Saturday Night Blues
- Genre: Blues
- Country of origin: Canada
- Home station: CBC Radio One (1987–2021) CBC Music (2009–present)
- Hosted by: Holger Petersen
- Recording studio: Edmonton, Alberta
- Original release: December 12, 1987 – present

= Saturday Night Blues =

Saturday Night Blues is a Canadian radio program, which airs Saturday nights on CBC Music. Hosted by Holger Petersen, the program airs a mix of blues concerts, recordings and interviews with blues musicians.

== Broadcast history ==
SNB first broadcast on CBC Radio One in 1987. Initially airing for one hour weekly, the program was expanded to two hours in 1990.

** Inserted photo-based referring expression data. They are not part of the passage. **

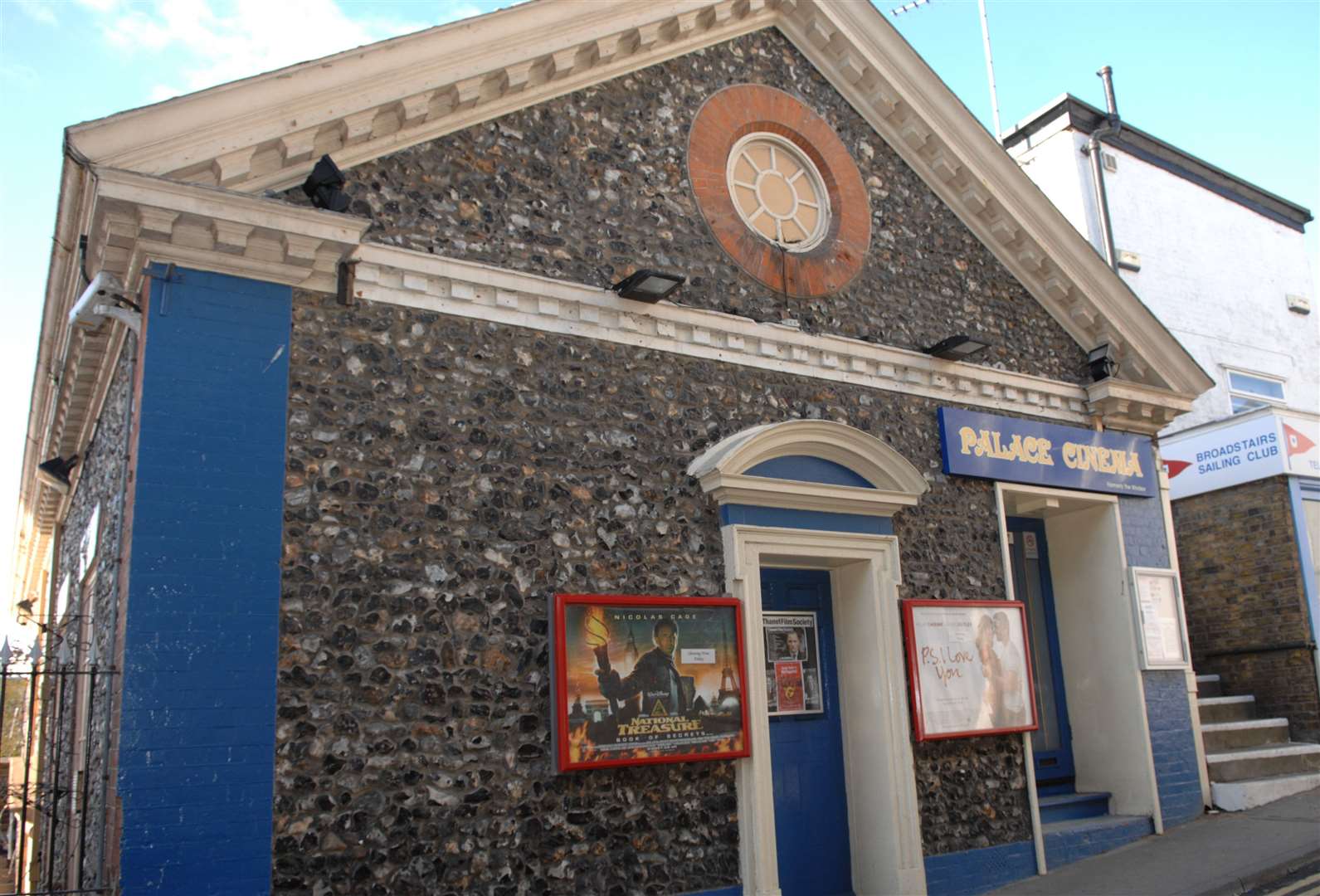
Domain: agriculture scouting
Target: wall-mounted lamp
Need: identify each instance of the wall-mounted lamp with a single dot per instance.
(56, 471)
(956, 348)
(1101, 362)
(648, 285)
(325, 187)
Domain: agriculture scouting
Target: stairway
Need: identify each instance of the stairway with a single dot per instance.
(1079, 825)
(1250, 760)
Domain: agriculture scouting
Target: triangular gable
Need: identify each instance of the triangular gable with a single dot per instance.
(264, 132)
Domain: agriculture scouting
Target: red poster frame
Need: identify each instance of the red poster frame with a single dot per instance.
(560, 684)
(913, 667)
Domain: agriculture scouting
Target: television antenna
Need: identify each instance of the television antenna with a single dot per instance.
(985, 38)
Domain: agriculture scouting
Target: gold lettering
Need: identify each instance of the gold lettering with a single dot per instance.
(967, 437)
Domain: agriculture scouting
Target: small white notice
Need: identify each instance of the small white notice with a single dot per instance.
(1159, 611)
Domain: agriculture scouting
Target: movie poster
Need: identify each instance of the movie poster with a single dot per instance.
(792, 663)
(647, 679)
(967, 668)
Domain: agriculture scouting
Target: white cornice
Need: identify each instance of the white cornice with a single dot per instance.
(267, 131)
(139, 219)
(477, 290)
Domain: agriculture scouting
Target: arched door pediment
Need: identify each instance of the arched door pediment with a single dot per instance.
(810, 465)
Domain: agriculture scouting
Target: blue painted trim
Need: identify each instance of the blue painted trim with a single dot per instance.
(1064, 767)
(804, 467)
(1299, 531)
(1177, 773)
(977, 871)
(819, 520)
(1084, 840)
(202, 618)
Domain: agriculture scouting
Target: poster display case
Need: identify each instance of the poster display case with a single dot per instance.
(969, 668)
(641, 679)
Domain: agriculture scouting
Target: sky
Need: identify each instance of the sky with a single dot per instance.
(1233, 84)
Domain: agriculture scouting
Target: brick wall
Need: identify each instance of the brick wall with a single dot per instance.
(200, 652)
(1245, 599)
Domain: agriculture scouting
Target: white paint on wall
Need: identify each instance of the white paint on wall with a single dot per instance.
(1216, 274)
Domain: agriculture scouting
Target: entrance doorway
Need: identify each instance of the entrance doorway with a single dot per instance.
(806, 748)
(1052, 741)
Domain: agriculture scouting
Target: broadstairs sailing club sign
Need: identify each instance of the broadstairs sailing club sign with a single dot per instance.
(1030, 451)
(1240, 450)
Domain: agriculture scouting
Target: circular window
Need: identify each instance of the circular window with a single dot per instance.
(777, 192)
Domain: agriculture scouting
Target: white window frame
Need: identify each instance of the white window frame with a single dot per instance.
(1259, 400)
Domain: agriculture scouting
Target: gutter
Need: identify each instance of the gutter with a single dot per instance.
(1113, 129)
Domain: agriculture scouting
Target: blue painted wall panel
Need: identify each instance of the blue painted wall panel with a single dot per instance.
(977, 871)
(202, 623)
(1143, 532)
(1172, 743)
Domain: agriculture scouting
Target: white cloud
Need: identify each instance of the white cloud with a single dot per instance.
(38, 11)
(217, 42)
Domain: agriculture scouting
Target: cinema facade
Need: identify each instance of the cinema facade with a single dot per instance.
(343, 464)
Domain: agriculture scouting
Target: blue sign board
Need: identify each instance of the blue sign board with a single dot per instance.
(1045, 454)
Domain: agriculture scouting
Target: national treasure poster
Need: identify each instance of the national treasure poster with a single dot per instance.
(647, 679)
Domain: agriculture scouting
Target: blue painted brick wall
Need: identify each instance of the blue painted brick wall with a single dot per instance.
(977, 871)
(197, 738)
(1172, 742)
(1143, 532)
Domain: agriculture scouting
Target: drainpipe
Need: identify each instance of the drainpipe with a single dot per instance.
(1112, 129)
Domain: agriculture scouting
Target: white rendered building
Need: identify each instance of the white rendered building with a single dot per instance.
(1220, 261)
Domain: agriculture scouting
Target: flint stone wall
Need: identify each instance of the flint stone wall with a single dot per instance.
(445, 478)
(100, 480)
(593, 185)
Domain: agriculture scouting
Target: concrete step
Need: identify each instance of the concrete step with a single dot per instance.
(1219, 737)
(1068, 806)
(1226, 709)
(1237, 796)
(1069, 840)
(1264, 762)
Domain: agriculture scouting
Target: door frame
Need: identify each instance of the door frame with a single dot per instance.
(1097, 647)
(884, 831)
(1050, 616)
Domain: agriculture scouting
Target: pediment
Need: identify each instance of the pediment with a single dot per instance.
(264, 132)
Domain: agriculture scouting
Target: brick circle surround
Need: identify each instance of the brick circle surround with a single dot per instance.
(734, 112)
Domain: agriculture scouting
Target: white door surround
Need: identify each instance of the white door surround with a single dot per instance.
(882, 806)
(884, 830)
(1097, 641)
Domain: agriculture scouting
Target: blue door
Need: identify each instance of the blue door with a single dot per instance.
(806, 752)
(1052, 741)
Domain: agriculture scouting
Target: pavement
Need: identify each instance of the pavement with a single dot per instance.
(1221, 854)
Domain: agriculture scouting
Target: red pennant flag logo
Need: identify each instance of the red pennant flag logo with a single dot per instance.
(1175, 467)
(1298, 444)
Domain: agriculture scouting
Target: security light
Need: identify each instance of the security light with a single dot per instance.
(648, 285)
(956, 348)
(1101, 362)
(56, 473)
(325, 187)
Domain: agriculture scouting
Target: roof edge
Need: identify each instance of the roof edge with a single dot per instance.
(1085, 118)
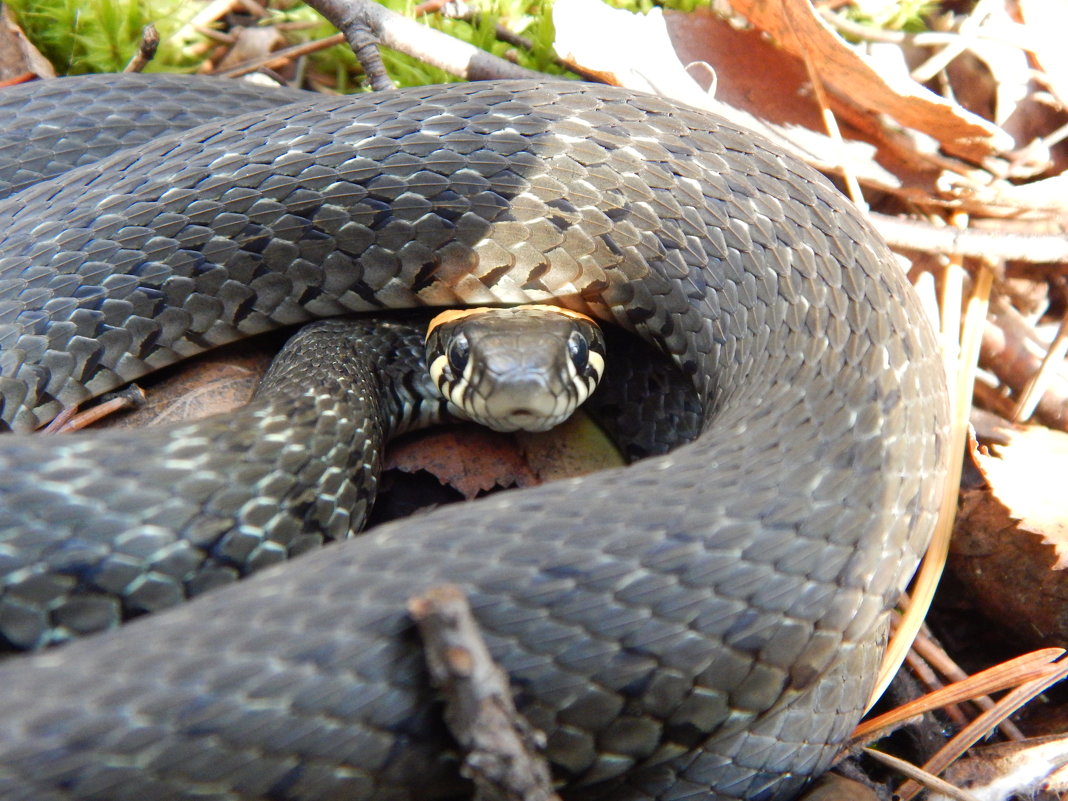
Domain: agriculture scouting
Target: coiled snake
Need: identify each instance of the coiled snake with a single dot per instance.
(700, 624)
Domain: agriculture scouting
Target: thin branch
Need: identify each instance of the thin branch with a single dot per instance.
(145, 50)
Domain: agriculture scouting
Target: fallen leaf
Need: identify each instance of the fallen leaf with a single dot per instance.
(1010, 769)
(18, 58)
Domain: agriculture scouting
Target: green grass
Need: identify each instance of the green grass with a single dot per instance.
(100, 35)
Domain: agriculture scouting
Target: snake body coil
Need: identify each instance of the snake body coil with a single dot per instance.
(702, 624)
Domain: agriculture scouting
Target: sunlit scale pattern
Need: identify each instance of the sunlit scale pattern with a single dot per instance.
(694, 625)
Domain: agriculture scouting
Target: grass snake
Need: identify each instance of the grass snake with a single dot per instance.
(701, 625)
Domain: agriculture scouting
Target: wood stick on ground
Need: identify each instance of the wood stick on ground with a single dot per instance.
(502, 756)
(913, 235)
(145, 50)
(419, 41)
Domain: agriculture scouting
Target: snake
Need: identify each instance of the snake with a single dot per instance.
(703, 624)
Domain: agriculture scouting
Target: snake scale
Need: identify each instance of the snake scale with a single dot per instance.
(699, 625)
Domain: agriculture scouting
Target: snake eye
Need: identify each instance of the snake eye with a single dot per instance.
(579, 350)
(458, 354)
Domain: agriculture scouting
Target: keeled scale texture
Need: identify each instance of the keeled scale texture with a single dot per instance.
(694, 622)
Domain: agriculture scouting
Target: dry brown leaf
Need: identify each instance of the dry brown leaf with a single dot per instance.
(210, 385)
(1010, 542)
(251, 43)
(468, 458)
(797, 28)
(1047, 22)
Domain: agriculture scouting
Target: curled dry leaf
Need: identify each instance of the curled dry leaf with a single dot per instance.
(833, 787)
(1010, 540)
(18, 58)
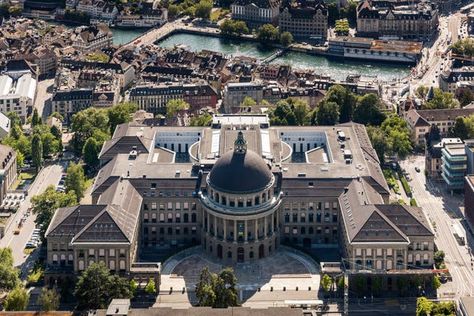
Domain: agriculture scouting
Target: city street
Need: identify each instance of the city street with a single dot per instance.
(442, 209)
(49, 175)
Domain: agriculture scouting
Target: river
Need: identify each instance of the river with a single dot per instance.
(337, 69)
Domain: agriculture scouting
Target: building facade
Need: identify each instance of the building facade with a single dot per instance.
(8, 171)
(239, 189)
(256, 12)
(454, 166)
(154, 98)
(397, 20)
(305, 20)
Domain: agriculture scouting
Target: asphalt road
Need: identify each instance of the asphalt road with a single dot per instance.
(442, 209)
(49, 175)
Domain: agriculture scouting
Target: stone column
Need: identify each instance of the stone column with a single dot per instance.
(215, 225)
(273, 223)
(256, 229)
(235, 230)
(245, 230)
(265, 226)
(225, 228)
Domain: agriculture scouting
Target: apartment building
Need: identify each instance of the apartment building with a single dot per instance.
(305, 20)
(405, 20)
(256, 12)
(17, 95)
(154, 98)
(420, 121)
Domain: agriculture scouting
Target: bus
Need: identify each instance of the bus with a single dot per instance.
(305, 304)
(459, 234)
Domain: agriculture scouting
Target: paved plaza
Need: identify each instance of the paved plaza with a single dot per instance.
(266, 282)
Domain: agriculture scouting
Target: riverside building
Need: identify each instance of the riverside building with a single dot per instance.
(239, 189)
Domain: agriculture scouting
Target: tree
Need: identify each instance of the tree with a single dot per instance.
(267, 33)
(433, 135)
(36, 120)
(17, 299)
(8, 273)
(75, 180)
(48, 300)
(460, 128)
(439, 259)
(121, 113)
(421, 92)
(95, 287)
(436, 282)
(327, 114)
(441, 100)
(397, 136)
(37, 151)
(90, 122)
(91, 152)
(326, 283)
(368, 111)
(444, 308)
(226, 292)
(300, 110)
(45, 205)
(423, 306)
(282, 114)
(377, 138)
(286, 38)
(150, 287)
(203, 9)
(218, 291)
(174, 106)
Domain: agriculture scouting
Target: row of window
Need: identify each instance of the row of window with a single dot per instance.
(170, 206)
(310, 218)
(311, 205)
(309, 230)
(160, 217)
(169, 230)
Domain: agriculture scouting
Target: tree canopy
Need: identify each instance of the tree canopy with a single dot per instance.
(75, 180)
(203, 9)
(45, 205)
(8, 273)
(441, 100)
(49, 299)
(96, 287)
(17, 299)
(368, 110)
(217, 290)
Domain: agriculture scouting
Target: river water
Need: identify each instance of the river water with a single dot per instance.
(336, 68)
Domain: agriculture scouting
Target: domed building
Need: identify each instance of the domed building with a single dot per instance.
(239, 204)
(237, 189)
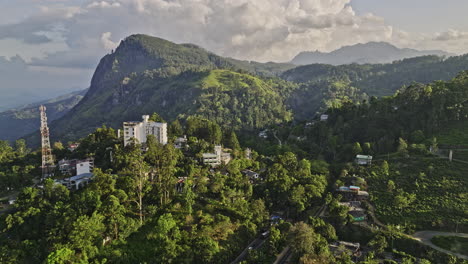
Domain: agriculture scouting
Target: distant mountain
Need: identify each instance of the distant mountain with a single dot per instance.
(323, 86)
(148, 74)
(16, 123)
(372, 52)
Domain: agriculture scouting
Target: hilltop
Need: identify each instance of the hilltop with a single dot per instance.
(147, 74)
(16, 123)
(363, 53)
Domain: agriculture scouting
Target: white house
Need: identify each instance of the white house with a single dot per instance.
(216, 158)
(84, 166)
(323, 117)
(140, 130)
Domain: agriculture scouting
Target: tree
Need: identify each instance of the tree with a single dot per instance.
(136, 171)
(385, 168)
(378, 243)
(20, 147)
(86, 235)
(175, 129)
(390, 186)
(233, 143)
(402, 146)
(61, 256)
(307, 245)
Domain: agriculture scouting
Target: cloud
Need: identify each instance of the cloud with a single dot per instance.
(261, 30)
(23, 84)
(451, 34)
(247, 29)
(107, 42)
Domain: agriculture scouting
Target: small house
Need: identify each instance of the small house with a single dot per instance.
(363, 160)
(323, 117)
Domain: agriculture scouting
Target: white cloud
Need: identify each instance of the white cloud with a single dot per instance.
(247, 29)
(103, 4)
(23, 84)
(451, 34)
(107, 42)
(77, 33)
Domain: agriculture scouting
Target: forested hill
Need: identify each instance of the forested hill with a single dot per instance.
(415, 113)
(148, 74)
(371, 52)
(383, 79)
(18, 122)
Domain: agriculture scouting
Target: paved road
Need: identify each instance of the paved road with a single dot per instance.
(425, 238)
(284, 256)
(256, 244)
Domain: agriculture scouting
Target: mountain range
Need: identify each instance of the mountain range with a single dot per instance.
(147, 74)
(18, 122)
(371, 52)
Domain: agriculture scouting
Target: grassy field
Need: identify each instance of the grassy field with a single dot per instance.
(434, 189)
(452, 243)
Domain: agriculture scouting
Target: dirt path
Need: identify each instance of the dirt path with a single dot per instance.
(426, 236)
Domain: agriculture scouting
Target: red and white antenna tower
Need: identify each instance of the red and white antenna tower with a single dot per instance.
(47, 159)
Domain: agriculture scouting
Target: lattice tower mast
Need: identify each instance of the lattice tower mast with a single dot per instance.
(47, 159)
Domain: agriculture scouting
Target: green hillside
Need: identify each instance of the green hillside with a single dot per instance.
(19, 122)
(234, 100)
(148, 74)
(383, 79)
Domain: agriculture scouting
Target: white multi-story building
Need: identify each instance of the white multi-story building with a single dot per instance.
(140, 130)
(216, 158)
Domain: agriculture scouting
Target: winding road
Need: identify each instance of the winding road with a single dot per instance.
(426, 236)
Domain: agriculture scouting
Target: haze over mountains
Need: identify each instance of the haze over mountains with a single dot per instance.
(372, 52)
(147, 74)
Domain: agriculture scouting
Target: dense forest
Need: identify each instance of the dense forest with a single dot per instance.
(280, 197)
(148, 74)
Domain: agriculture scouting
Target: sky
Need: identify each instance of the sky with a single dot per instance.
(51, 47)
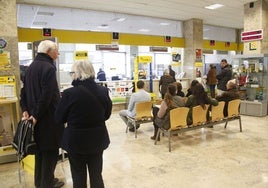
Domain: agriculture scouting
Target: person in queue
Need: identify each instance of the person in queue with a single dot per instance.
(161, 115)
(198, 97)
(224, 76)
(231, 94)
(140, 96)
(164, 81)
(211, 80)
(85, 107)
(39, 98)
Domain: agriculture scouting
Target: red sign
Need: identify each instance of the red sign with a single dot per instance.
(251, 35)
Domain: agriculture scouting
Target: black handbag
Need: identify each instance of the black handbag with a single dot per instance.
(23, 141)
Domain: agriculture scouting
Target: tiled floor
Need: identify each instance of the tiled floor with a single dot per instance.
(204, 158)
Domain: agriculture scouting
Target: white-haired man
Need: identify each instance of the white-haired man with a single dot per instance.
(39, 98)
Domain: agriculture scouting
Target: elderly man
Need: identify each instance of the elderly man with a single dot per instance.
(140, 96)
(39, 99)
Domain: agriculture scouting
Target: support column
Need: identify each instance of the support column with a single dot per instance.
(8, 32)
(255, 18)
(193, 35)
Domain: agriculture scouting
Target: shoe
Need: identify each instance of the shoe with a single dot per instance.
(58, 184)
(153, 138)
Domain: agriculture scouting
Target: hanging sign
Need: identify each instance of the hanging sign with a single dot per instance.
(251, 35)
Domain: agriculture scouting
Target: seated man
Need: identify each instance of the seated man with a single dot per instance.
(140, 96)
(231, 94)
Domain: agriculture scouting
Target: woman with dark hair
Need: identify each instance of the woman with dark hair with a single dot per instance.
(199, 97)
(190, 90)
(179, 90)
(161, 115)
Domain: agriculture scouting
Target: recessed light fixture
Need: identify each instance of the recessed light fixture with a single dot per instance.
(144, 30)
(39, 23)
(214, 6)
(103, 26)
(45, 13)
(164, 23)
(120, 19)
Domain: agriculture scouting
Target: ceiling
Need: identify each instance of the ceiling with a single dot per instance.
(152, 17)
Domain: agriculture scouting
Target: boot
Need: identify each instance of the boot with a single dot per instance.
(155, 133)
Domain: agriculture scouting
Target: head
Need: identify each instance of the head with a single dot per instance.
(82, 69)
(224, 62)
(166, 72)
(140, 84)
(231, 84)
(48, 47)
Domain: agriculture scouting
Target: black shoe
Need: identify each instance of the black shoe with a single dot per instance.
(58, 184)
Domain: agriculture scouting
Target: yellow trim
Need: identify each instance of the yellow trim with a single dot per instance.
(66, 36)
(220, 45)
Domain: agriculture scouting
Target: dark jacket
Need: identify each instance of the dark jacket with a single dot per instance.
(40, 97)
(223, 77)
(211, 76)
(85, 107)
(228, 96)
(164, 81)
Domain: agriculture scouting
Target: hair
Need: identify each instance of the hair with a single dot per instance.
(171, 91)
(179, 86)
(46, 45)
(224, 60)
(140, 84)
(83, 69)
(200, 95)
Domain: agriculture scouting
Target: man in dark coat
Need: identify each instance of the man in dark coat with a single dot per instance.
(39, 99)
(224, 76)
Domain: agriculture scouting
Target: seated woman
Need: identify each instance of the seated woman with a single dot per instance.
(198, 97)
(231, 94)
(161, 115)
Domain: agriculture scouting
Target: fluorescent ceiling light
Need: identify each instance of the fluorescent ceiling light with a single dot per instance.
(39, 23)
(120, 19)
(214, 6)
(45, 13)
(144, 30)
(164, 23)
(103, 26)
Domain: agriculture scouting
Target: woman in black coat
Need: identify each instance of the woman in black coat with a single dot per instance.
(39, 99)
(85, 108)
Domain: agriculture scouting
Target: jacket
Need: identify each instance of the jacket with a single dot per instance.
(223, 77)
(211, 76)
(85, 108)
(40, 96)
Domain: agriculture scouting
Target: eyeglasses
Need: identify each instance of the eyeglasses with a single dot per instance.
(71, 73)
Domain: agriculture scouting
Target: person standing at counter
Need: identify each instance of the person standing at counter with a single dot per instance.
(164, 81)
(39, 98)
(85, 108)
(211, 80)
(224, 76)
(101, 76)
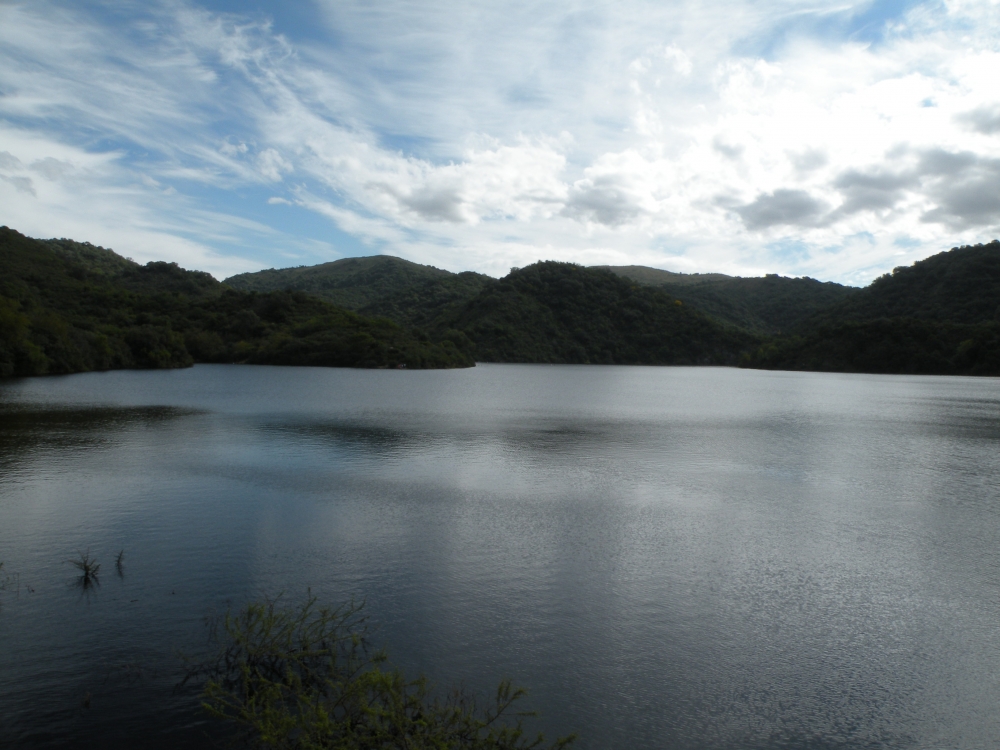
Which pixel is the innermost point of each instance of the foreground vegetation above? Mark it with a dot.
(305, 677)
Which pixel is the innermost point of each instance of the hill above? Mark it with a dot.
(350, 282)
(562, 313)
(767, 304)
(70, 307)
(939, 316)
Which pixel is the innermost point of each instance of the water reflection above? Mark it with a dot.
(694, 558)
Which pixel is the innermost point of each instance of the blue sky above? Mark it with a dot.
(834, 140)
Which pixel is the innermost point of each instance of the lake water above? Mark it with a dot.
(665, 557)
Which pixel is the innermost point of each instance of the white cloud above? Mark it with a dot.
(489, 135)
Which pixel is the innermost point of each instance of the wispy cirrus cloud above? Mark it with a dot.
(494, 134)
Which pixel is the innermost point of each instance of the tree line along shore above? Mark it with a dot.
(68, 306)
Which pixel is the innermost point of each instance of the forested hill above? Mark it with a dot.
(939, 316)
(563, 313)
(961, 285)
(766, 304)
(69, 307)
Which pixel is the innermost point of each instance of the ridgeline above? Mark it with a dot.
(73, 307)
(67, 306)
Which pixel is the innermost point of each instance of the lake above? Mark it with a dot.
(664, 557)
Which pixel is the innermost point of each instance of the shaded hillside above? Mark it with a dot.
(887, 345)
(766, 304)
(659, 277)
(939, 316)
(71, 307)
(961, 285)
(350, 282)
(562, 313)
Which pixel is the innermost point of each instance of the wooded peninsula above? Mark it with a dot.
(68, 306)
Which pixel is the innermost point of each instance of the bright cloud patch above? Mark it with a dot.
(485, 136)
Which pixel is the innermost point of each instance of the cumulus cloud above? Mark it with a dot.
(782, 207)
(629, 120)
(984, 120)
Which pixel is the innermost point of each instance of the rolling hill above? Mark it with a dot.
(70, 307)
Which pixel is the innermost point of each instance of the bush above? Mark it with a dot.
(305, 677)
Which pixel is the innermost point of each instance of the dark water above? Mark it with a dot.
(666, 557)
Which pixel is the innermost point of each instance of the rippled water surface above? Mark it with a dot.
(665, 557)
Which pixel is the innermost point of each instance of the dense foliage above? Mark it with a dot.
(887, 345)
(766, 304)
(304, 677)
(563, 313)
(350, 282)
(939, 316)
(72, 307)
(961, 285)
(67, 306)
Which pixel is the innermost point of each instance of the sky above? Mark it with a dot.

In 2009, a second airing of the program was added to the schedule of CBC Radio 2, the CBC's music network (now CBC Music).

== Host and legacy ==
In 2021, it was announced that the program would be taken off the CBC Radio One broadcast schedule with its final broadcast on that network on September 4, but it would still air on CBC Music on its regular schedule.

Petersen, the program's host, is the owner of Canadian roots music label Stony Plain Records. A compilation album of live performances from the show, Saturday Night Blues: The Great Canadian Blues Project, Vol. 1, was released in 1991 and won the 1992 Juno Award for Best Roots and Traditional Album of the Year. Peterson has also published two books of his musician interviews from Saturday Night Blues and his other radio show, CKUA Radio's Natch'l Blues.

For his work on Saturday Night Blues and on CKUA Radio's Natch'l Blues, in 2008 Petersen won the 'Keeping the Blues Alive' award from the Blues Foundation.

==Great Canadian Blues Award==
In the 1990s and 2000s, the program presented an annual Great Canadian Blues Award to the year's best Canadian blues musician. Winners of the award have included the Downchild Blues Band, Jim Byrnes, David Gogo, Colin Linden, Rita Chiarelli, David Wilcox, Colin James, Long John Baldry, Big Dave McLean (1998), Matt Minglewood, Sue Foley, Georgette Fry, Harry Manx and Jeff Healey.